It’s Not “Just” a Symbol
The new Maya Angelou quarter is a symbol, yes.
But not “just” a symbol.
Because, symbols matter.
If they didn’t, they would just be like other, ordinary stuff.
If symbols didn’t matter, we wouldn’t fight over them. As in, people burning or otherwise desecrating flags when they’re mad at their government, and other people fuming at the sight or even thought of such actions.
If symbols didn’t matter, we wouldn’t protest when the wrong symbol appears in the wrong place for the wrong reason—say, a statue of a Confederate leader in a public square, visually celebrating the institution of slavery. As in: Why is there STILL a statue of Jefferson Davis in the “Statuary Hall” section of the U.S. Capitol?
If symbols didn’t matter, we wouldn’t proclaim the need for the right symbol that never appears when it should—say, an image of a Black woman on a piece of currency.
As in: The new quarter featuring legendary poet and activist Maya Angelou on the back of the quarter that bears George Washington’s image on the front.
There are two notable components of this new quarter.
First, on the “heads” side, we see George Washington. Founders of nations are a big deal. No matter who they are, they carry their own symbolic weight. Anything occurring with them borrows some of their power. The semiotician would point out: It’s a metonymic transfer, its own type of magic. Sound too theoretical? Here’s a more down-to-earth way of making the same point. Anything, or anyone, appearing on the flip side of George Washington announces: I am worthy of sharing space with this venerable ancestor . . . and becomes even more important, the minute the space is shared.
There’s also the irony that the nation’s founder was, himself, a slave owner. In the double image on the new quarter, the author of I Know Why a Caged Bird Sings could also be said to be rebuking our collective father for his moral failures.
Second, Maya Angelou isn’t just appearing on a coffee cup, a shoelace, or a fencepost. She’s appearing on money. For a capitalist system, that’s also a big deal.
Money is, literally, the object that signifies value par excellence in a capitalist system. Since money serves as the symbolic foundation of any capitalist economy, whatever images gets stamped on its “legal tender” is chosen very, very carefully.
If mostly the faces of men, or of White people, show up on coins, that makes statements about who we value. And, those statements are seen every day by Americans. According to the U.S. Treasury, a given coin will circulate for a good thirty years or longer. Quite a lot of people will see and hold it. That’s another reason that who shows up on coins is subject to a lot of thought.

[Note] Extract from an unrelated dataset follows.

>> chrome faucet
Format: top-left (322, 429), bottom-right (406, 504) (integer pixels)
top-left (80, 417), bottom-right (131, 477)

Announced this month, a new American Women Quarters Program will feature a series of notable (but under-appreciated) American women on the “tails” side, beginning with Maya Angelou.
The series is the brainchild of a bipartisan group of four female members of Congress, who co-introduced the Circulating Collectible Coin Redesign Act of 2020, to solicit public input into new US coin designs.
Secretary of the Treasury Janet L. Yellen certainly seems to have taken this new series seriously. A no-nonsense economist who has taught at Harvard, LSE, and UC-Berkeley, Yellen “often speaks in a monotone voice about Fed policy.” Yet, clearly, even this financial wiz understands the powerful symbolism embedded in the system over which she currently has dominion. Secretary Yellen positively waxed poetic when introducing the new American Women Quarters Program:
“Each time we redesign our currency, we have the chance to say something about our country—what we value, and how we’ve progressed as a society.”Janet Yellen, Secretary of the U.S. Treasury
All of which is to say: Maya Angelou showing up with George Washington on quarters is reason to celebrate!